Every research option will please some and antagonise others. Each law will benefit one ideology but run against the grain of another. And with a council of delegates now responsible for voting on changes to your society, holding their support is vital. You can always negotiate for votes in the chamber, but concessions can have long-term impacts that aren’t always easy to foresee. And for every group you win the support of, others will grow more sceptical of your leadership, potentially even riling up protests that can shut down whole districts.
This time around, The City only has one metric for measuring your performance – trust. While you won’t have to lower Discontent and raise Hope in an endless loop, the new bar fills more or less the same purpose. Lose too much and your stewardship will end, but try too hard to gain it and you may overlook the needs of The City. Will you walk the tightrope and do your best to please everyone for as long as possible? Or will you empower one faction to crush the others? This dedicated approach to politics really elevates the gameplay in a way few titles in the city-builder genre can manage. It was already a boon in Frostpunk 1, and it’s rewarding to see how 11 Bit Studios have built upon it.
Being an incomplete build, it’s challenging to say what few downsides the game might face. Certainly there’s a lost nostalgia for the more intimate city-building mechanics of Frostpunk 1, which gave a greater degree of player freedom in the minute details of construction and urban planning.
With a game this complex, it’s also difficult to say if the final product will hit that fine balance between challenge and reward that made its predecessor so hard to put down.
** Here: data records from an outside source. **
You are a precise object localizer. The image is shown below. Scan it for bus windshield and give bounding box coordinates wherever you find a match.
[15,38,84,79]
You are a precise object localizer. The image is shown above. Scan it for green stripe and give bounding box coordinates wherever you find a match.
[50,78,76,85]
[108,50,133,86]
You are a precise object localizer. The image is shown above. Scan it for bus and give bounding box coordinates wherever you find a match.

Aside from that, we’re having a hard time finding anything of note to worry about.
We’ve still got a little while to wait until the full Frostpunk 2 release date, but what the game brings to the table so far is the promise of a second instalment in Frostland well worth the wait. With great story potential, a perfectly realised tone, and an expansion to the mechanics and gameplay of its predecessor, this looks likely to be everything we could want out of another icy city-building survival game.